For transparency, Anna is now more of a collective Anna, since I asked other friends to help. The real Anna is still modifying and signing off on the final ick, so I'm counting it.
10. Too much cologne
Bad smell is a turnoff for everyone, and wearing cologne or scented deodorant is important if you suffer from BO. That's common sense. Too much cologne is also problematic.
Anna doesn't want to feel like she's walked into a department store after an earthquake.
PS I personally love to waste Neiman Marcus’ time trying $400 scents, but prefer a good body wash over musk.
Oasis for Men?
11. Long nails
David Lo Pan, the bad guy in Big Trouble in Little China, gets a pass. I insist on it, even if Anna hasn't seen the greatest movie of all time (next to Mean Girls).
My ick: people who don’t know Big Trouble in Little China references
12. Mansplaining any topic
Fellas, maybe she knows about the topic you're raving on and on about. Maybe she knows more than you do about it.

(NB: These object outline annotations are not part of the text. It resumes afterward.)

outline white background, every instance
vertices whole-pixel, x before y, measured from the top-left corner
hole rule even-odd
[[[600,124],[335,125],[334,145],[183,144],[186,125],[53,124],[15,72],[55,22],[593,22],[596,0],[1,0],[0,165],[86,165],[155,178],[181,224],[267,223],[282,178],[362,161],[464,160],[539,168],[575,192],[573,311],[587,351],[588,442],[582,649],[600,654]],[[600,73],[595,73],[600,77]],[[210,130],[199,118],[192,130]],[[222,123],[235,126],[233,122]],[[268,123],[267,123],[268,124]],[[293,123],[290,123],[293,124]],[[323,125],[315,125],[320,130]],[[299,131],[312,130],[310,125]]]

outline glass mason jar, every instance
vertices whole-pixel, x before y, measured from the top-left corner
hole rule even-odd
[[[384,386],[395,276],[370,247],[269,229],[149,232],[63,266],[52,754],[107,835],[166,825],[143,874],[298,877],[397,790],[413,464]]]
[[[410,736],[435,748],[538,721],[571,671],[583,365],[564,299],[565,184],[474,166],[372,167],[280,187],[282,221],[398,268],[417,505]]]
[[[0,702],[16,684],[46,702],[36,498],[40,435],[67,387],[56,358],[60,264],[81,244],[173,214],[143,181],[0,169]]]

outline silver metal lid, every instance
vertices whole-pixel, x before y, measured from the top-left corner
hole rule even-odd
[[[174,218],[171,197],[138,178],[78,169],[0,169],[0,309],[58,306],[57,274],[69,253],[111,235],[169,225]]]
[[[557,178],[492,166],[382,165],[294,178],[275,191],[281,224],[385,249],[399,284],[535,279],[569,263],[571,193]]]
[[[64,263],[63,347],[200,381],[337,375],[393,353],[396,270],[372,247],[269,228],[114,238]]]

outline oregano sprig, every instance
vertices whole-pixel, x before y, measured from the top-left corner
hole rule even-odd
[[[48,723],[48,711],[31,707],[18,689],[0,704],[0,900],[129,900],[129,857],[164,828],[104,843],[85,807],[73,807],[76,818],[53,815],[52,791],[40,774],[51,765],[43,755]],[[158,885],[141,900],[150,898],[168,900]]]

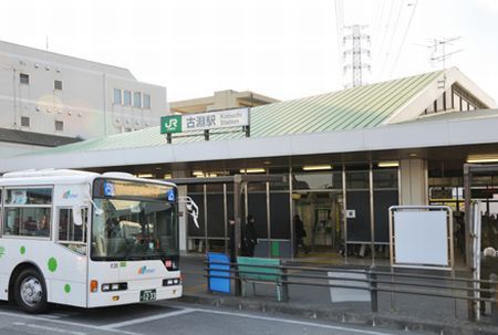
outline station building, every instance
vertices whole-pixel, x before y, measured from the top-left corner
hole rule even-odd
[[[463,210],[463,165],[498,161],[495,108],[495,101],[454,67],[253,107],[249,132],[211,130],[208,140],[203,133],[175,134],[168,143],[159,127],[151,127],[3,159],[0,167],[200,177],[180,187],[200,208],[200,229],[181,217],[184,251],[227,247],[234,185],[208,180],[283,176],[243,191],[243,212],[255,216],[262,242],[292,248],[293,216],[300,214],[314,250],[369,244],[373,257],[385,257],[391,206]],[[492,211],[498,180],[479,178],[478,187],[491,190],[484,206]]]
[[[0,41],[0,155],[159,124],[166,87],[123,67]]]

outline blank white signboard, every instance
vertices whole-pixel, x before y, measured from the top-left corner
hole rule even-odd
[[[395,263],[448,266],[446,211],[394,212]]]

In general, you're going to be liked more by asking and answering questions, not answering things nobody asked. People don’t want your Forrest Gump answer. Especially people at a bus stop.
I'm pretty sure this goes double for AI and crypto. Like, great if you made money on it, but you bros need other interests. Talk about how she can spend that money, not how you made it.

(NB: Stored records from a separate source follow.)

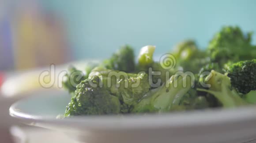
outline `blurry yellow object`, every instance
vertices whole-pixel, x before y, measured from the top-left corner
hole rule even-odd
[[[1,87],[2,94],[10,97],[42,89],[38,82],[39,74],[38,72],[30,72],[9,78]]]

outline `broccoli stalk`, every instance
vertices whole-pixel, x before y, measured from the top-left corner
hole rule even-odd
[[[226,75],[212,70],[206,78],[206,83],[211,86],[209,89],[197,89],[213,95],[224,107],[229,108],[248,104],[241,98],[237,91],[232,89],[230,79]]]
[[[146,94],[132,110],[133,113],[167,112],[179,105],[192,85],[186,74],[173,75],[166,84]]]

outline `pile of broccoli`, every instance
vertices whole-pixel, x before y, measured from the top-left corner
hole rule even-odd
[[[256,46],[252,32],[223,27],[203,50],[184,41],[170,52],[170,69],[153,60],[155,47],[122,46],[84,71],[71,67],[63,83],[71,95],[64,117],[236,107],[256,104]]]

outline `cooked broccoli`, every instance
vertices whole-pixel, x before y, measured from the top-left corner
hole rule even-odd
[[[103,61],[103,65],[109,69],[133,72],[135,68],[133,50],[129,46],[121,47],[110,59]]]
[[[211,74],[206,79],[207,83],[211,85],[209,89],[198,89],[213,95],[224,107],[233,107],[248,105],[240,97],[238,93],[232,88],[230,79],[226,75],[212,70]]]
[[[176,58],[177,67],[182,67],[185,72],[198,73],[202,66],[210,62],[207,53],[199,49],[192,40],[185,41],[178,44],[173,54]]]
[[[238,27],[223,27],[208,46],[211,61],[222,66],[229,61],[256,58],[256,48],[251,44],[252,35],[252,32],[244,34]]]
[[[252,90],[243,97],[248,103],[256,104],[256,90]]]
[[[92,71],[89,77],[95,75],[102,80],[102,86],[128,105],[138,101],[151,88],[148,76],[145,72],[127,73],[96,67]]]
[[[138,57],[139,66],[147,68],[154,63],[153,55],[155,49],[154,46],[147,46],[141,48]]]
[[[125,46],[98,67],[83,72],[71,67],[63,82],[72,95],[64,117],[256,104],[256,46],[251,44],[252,35],[226,26],[205,50],[186,40],[175,47],[172,57],[165,54],[156,61],[155,46],[147,46],[135,62],[133,50]],[[176,66],[166,68],[169,61]]]
[[[229,64],[225,68],[237,91],[246,94],[256,90],[256,59]]]
[[[151,90],[135,105],[133,113],[168,112],[177,107],[181,99],[192,85],[192,78],[185,74],[173,75],[169,81]]]
[[[136,72],[144,72],[150,75],[149,82],[153,88],[162,85],[174,73],[173,69],[165,69],[161,63],[154,61],[153,57],[155,49],[155,46],[153,46],[142,47],[138,56],[138,64],[136,69]]]
[[[64,116],[116,114],[120,112],[120,103],[118,97],[99,85],[97,76],[82,81],[76,86],[75,96],[67,107]],[[92,84],[94,85],[92,86]]]
[[[76,89],[76,86],[82,81],[87,79],[88,75],[77,70],[73,66],[71,66],[68,68],[68,73],[63,78],[62,81],[63,87],[68,91],[72,96],[73,96],[75,91]]]
[[[199,96],[197,91],[192,88],[181,99],[179,105],[184,106],[186,110],[205,109],[209,107],[206,97]]]

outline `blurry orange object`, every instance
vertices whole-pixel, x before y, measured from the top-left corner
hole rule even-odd
[[[54,13],[40,9],[37,4],[28,4],[19,10],[14,20],[15,64],[18,70],[70,60],[61,20]]]
[[[4,74],[0,72],[0,87],[3,84],[3,82],[4,82]]]

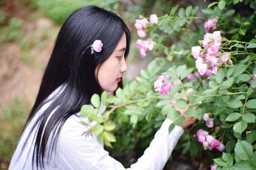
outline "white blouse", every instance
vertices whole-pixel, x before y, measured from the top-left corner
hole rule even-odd
[[[49,97],[56,94],[58,95],[58,90],[60,88]],[[33,125],[35,123],[36,118],[50,103],[48,103],[42,107],[38,111],[39,113],[36,113],[36,116],[25,129],[12,159],[9,169],[32,169],[34,138],[36,136],[36,128],[33,130],[23,150],[22,146]],[[81,123],[81,120],[89,124],[89,126],[83,125]],[[80,113],[77,113],[70,117],[65,122],[57,142],[56,152],[52,155],[51,160],[46,162],[44,169],[163,169],[184,132],[180,127],[175,125],[169,133],[168,128],[172,123],[172,120],[166,119],[143,155],[137,162],[132,164],[131,167],[125,169],[120,162],[109,155],[109,153],[104,148],[103,143],[97,141],[97,136],[83,135],[84,131],[88,130],[96,122],[90,123],[87,118],[81,117]],[[51,141],[51,139],[49,141]],[[46,161],[46,159],[45,160]],[[34,168],[36,169],[35,165]]]

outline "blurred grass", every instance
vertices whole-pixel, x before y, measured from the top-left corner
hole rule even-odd
[[[86,5],[93,4],[115,11],[120,0],[30,0],[33,5],[44,11],[46,15],[58,24],[75,10]]]
[[[0,111],[0,160],[9,162],[28,117],[29,106],[16,97]]]

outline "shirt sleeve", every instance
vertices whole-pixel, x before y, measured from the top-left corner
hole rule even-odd
[[[64,150],[65,153],[61,155],[68,155],[70,159],[74,158],[74,160],[72,159],[72,161],[69,161],[72,162],[68,164],[67,158],[62,156],[61,159],[61,160],[63,160],[63,164],[66,164],[66,168],[70,167],[72,169],[163,169],[184,132],[180,127],[175,125],[169,133],[169,126],[172,123],[169,119],[164,121],[143,155],[129,168],[125,169],[120,162],[110,157],[95,136],[88,136],[85,139],[84,136],[81,135],[79,137],[64,138],[64,141],[61,140],[64,145],[61,145],[60,151]]]

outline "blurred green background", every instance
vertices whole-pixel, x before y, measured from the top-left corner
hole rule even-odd
[[[141,59],[135,48],[134,42],[138,37],[134,24],[138,15],[148,17],[156,13],[162,16],[169,13],[172,7],[177,4],[182,8],[189,5],[198,6],[199,9],[204,9],[213,1],[205,1],[0,0],[0,169],[8,169],[35,102],[43,71],[58,31],[72,11],[85,5],[95,4],[118,13],[127,23],[132,32],[133,40],[128,57],[129,70],[125,74],[125,83],[138,75],[140,69],[153,58]],[[196,16],[205,15],[198,10]],[[191,27],[199,30],[198,25],[203,25],[204,21],[200,22],[197,21]],[[169,45],[179,40],[177,35],[170,39]],[[153,52],[152,55],[154,56]],[[154,126],[148,125],[148,127],[152,125]],[[127,129],[129,128],[127,125]],[[125,134],[127,138],[129,135],[132,136],[125,132],[127,130],[124,128],[120,134]],[[144,136],[147,137],[150,133],[152,129],[145,131]],[[132,145],[122,141],[122,147],[109,150],[110,153],[125,166],[129,166],[134,161],[134,157],[143,153],[152,137],[139,143],[137,139],[134,139]],[[195,169],[195,167],[201,169],[200,164],[202,160],[194,159],[191,161],[186,157],[175,159],[176,155],[179,157],[179,153],[174,152],[172,155],[172,162],[168,163],[164,169]]]

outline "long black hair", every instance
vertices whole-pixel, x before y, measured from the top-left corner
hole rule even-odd
[[[44,160],[46,156],[48,161],[51,153],[56,150],[60,132],[67,118],[78,113],[83,104],[90,104],[93,94],[102,92],[95,76],[95,69],[111,55],[124,33],[127,39],[126,59],[131,33],[124,21],[115,13],[95,6],[86,6],[73,12],[65,22],[26,125],[49,102],[46,100],[47,97],[58,87],[65,85],[61,93],[54,97],[33,127],[39,124],[35,137],[32,167],[35,161],[36,168],[44,167]],[[102,41],[102,50],[92,54],[90,45],[96,39]],[[121,86],[122,81],[118,83],[118,87]],[[54,109],[56,110],[51,115]],[[50,135],[52,138],[49,138]],[[50,150],[46,154],[49,144]]]

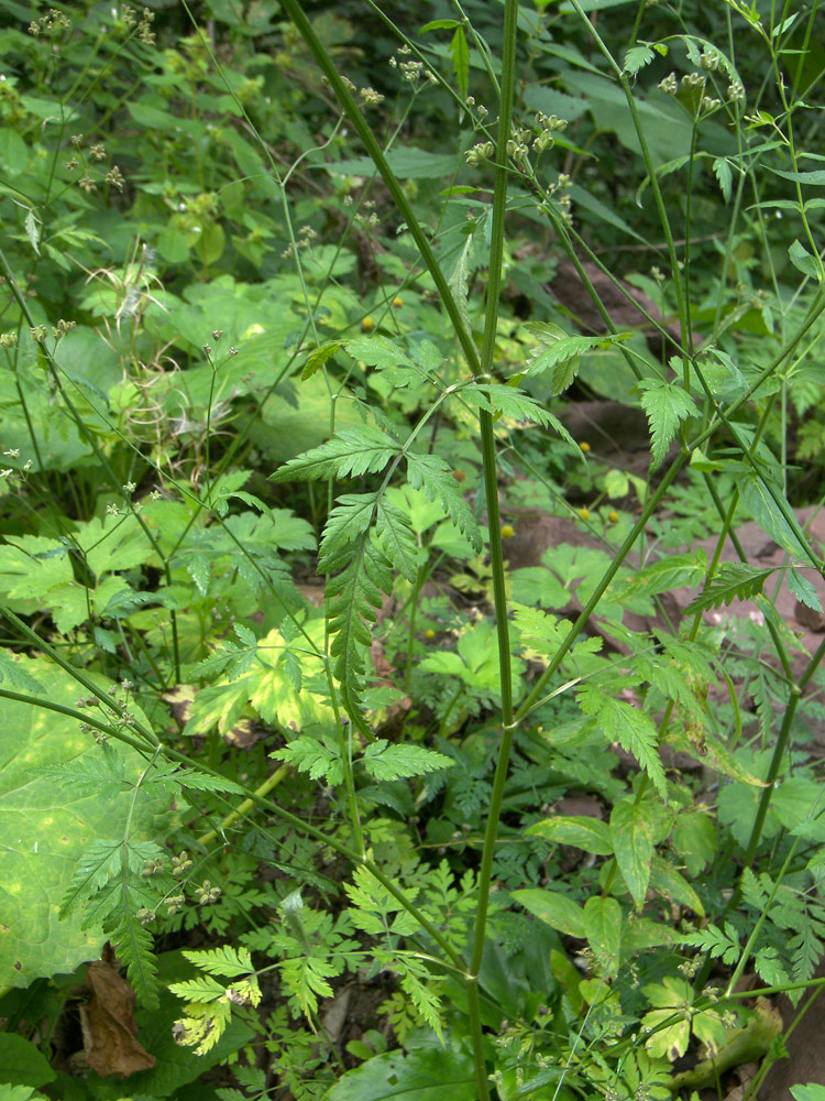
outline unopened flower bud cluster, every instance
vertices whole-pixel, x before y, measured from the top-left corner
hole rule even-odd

Classic “bro explaining” meme
13. Too many emojis
👨📱😅😂😍😜😎😆😏😅😂📈➡️🚫❤️
Anna specified the following emojis are particularly icky: ☺️🥺🫣💦🍑🍆🙈😈
Pity Tinder doesn't let you filter out emoji users. I’ve been studying these damned things forever and still maybe use three, tops, when adding an “lol” wont do the trick to make something seem less serious.
Is this art?
14. Hidden/no-show socks
Somehow, socks with sandals... not on this list.
Non-visible socks are on the list. Socks should go to the ankle or higher, I guess.
Anna did admit, "Although, I did once see them on a man and powered through. It wasn't easy."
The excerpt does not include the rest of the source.